La proposition de loi de la sénatrice LR Jacqueline Eustache-Brinio, adoptée à 180 voix contre 136, prévoit notamment l’interdiction pour les mineurs des traitements hormonaux et le contrôle strict des prescriptions de « bloqueurs de puberté ». Ces molécules permettent de suspendre le développement des caractères sexuels secondaires (poitrine, voix, pilosité) relevant du genre auquel l’enfant ne s’identifie pas.
Il s’agit d’« éviter aux mineurs en questionnement de genre de ne pas regretter des traitements médicaux ou de chirurgie de réassignation sexuelle suite à un mauvais diagnostic », a affirmé l’auteure du texte, suscitant les protestations de la gauche.
« Les vrais problèmes que vous avez, c’est que les personnes trans existent et que vous ne pouvez rien pour l’empêcher », lui a rétorqué l’écologiste Mélanie Vogel.
Le texte a été adopté grâce aux votes quasi-unanimes de l’alliance LR-centristes, majoritaire au Sénat. La gauche et le groupe macroniste s’y sont opposés, tandis que le groupe Indépendants à majorité Horizons n’a pas participé au vote. Il est désormais transmis à l’Assemblée nationale, mais rien n’assure à l’heure actuelle qu’il y sera examiné.
« Une offensive transphobe »
Les débats ont été l’occasion pour le gouvernement de clarifier sa position, alors que le flou a régné jusqu’à la fin de soirée sur ses intentions précises. Mais le ministre délégué à la santé, Frédéric Valletoux, après avoir écouté tous les groupes politiques, a finalement rejeté en bloc l’initiative, dénonçant « une approche totalement dogmatique, subjective, où les arguments médicaux et scientifiques ont peu d’importance ».

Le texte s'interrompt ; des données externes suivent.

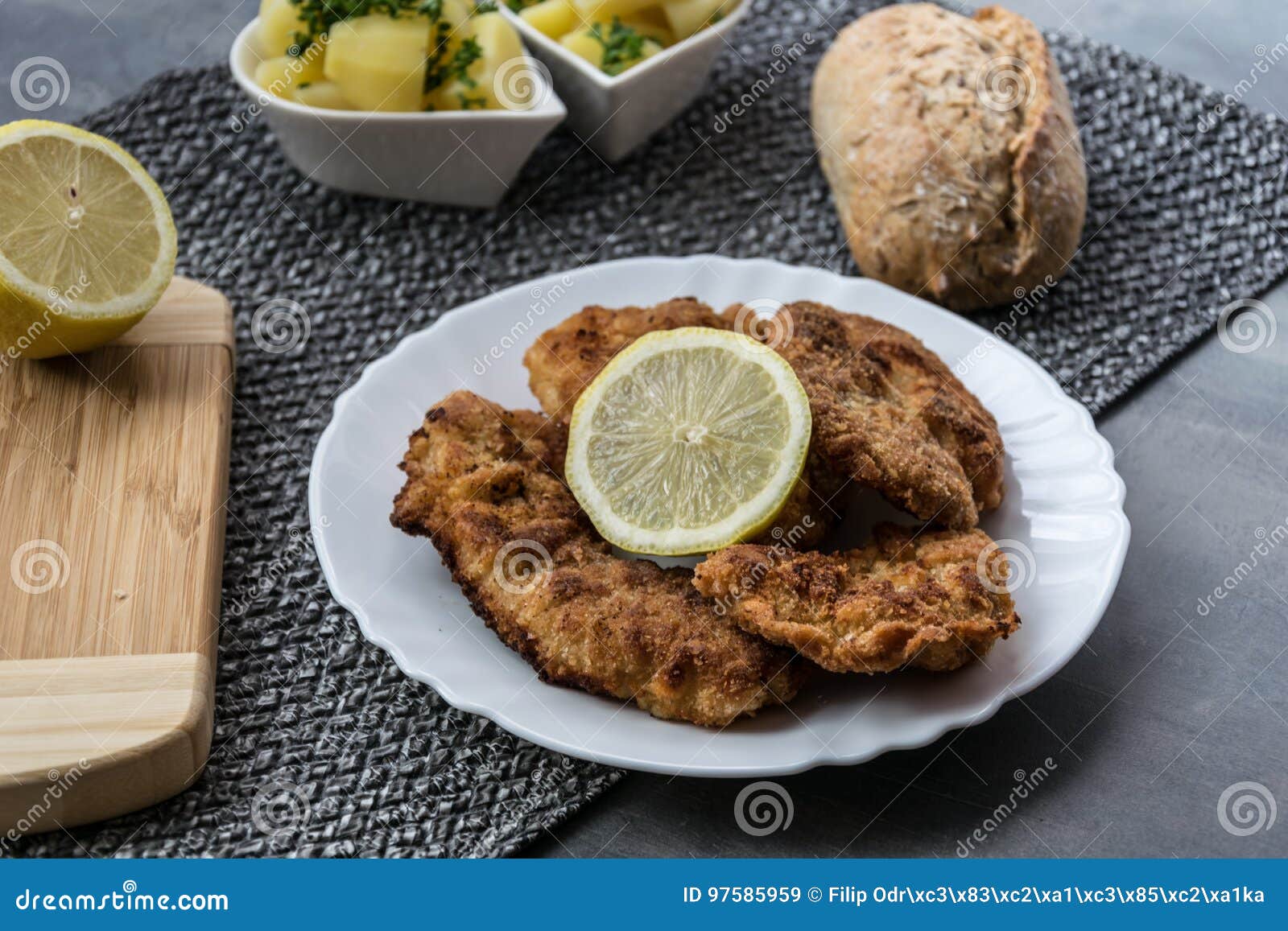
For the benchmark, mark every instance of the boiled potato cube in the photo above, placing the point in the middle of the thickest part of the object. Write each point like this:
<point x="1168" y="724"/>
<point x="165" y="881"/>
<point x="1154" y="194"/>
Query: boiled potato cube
<point x="279" y="25"/>
<point x="325" y="94"/>
<point x="689" y="16"/>
<point x="553" y="17"/>
<point x="500" y="42"/>
<point x="586" y="47"/>
<point x="283" y="75"/>
<point x="379" y="62"/>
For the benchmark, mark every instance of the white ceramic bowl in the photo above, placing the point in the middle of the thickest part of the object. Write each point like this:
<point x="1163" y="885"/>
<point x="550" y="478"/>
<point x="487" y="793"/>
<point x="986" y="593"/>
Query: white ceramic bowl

Plus tôt dans la journée, plusieurs sources parlementaires avaient pourtant été prévenues par l’exécutif d’un avis gouvernemental dit « de sagesse », ni favorable ni défavorable, ce qui avait irrité au sein même du camp présidentiel. Plusieurs parlementaires Renaissance avaient en effet cosigné dans la journée une tribune publiée dans Le Nouvel Obs dénonçant une « offensive transphobe ».
« Nous ne donnerons pas notre voix à une démarche qui n’est qu’un prétexte pour donner crédit aux positions les plus radicales et les plus injustes et réactionnaires de notre assemblée », s’est indigné le sénateur Renaissance Xavier Iacovelli en séance publique.
Face aux critiques, le président des sénateurs LR, Bruno Retailleau, est monté au créneau dans l’hémicycle : « Il n’y a pas d’un côté le camp du bien et de l’autre côté le camp du mal. Il n’y a pas d’un côté des transphobes et de l’autre des personnes tout en humanité. Ce genre d’affirmation relève de l’insulte », a-t-il lancé, brandissant le « devoir de précaution et de prudence » vis-à-vis des mineurs.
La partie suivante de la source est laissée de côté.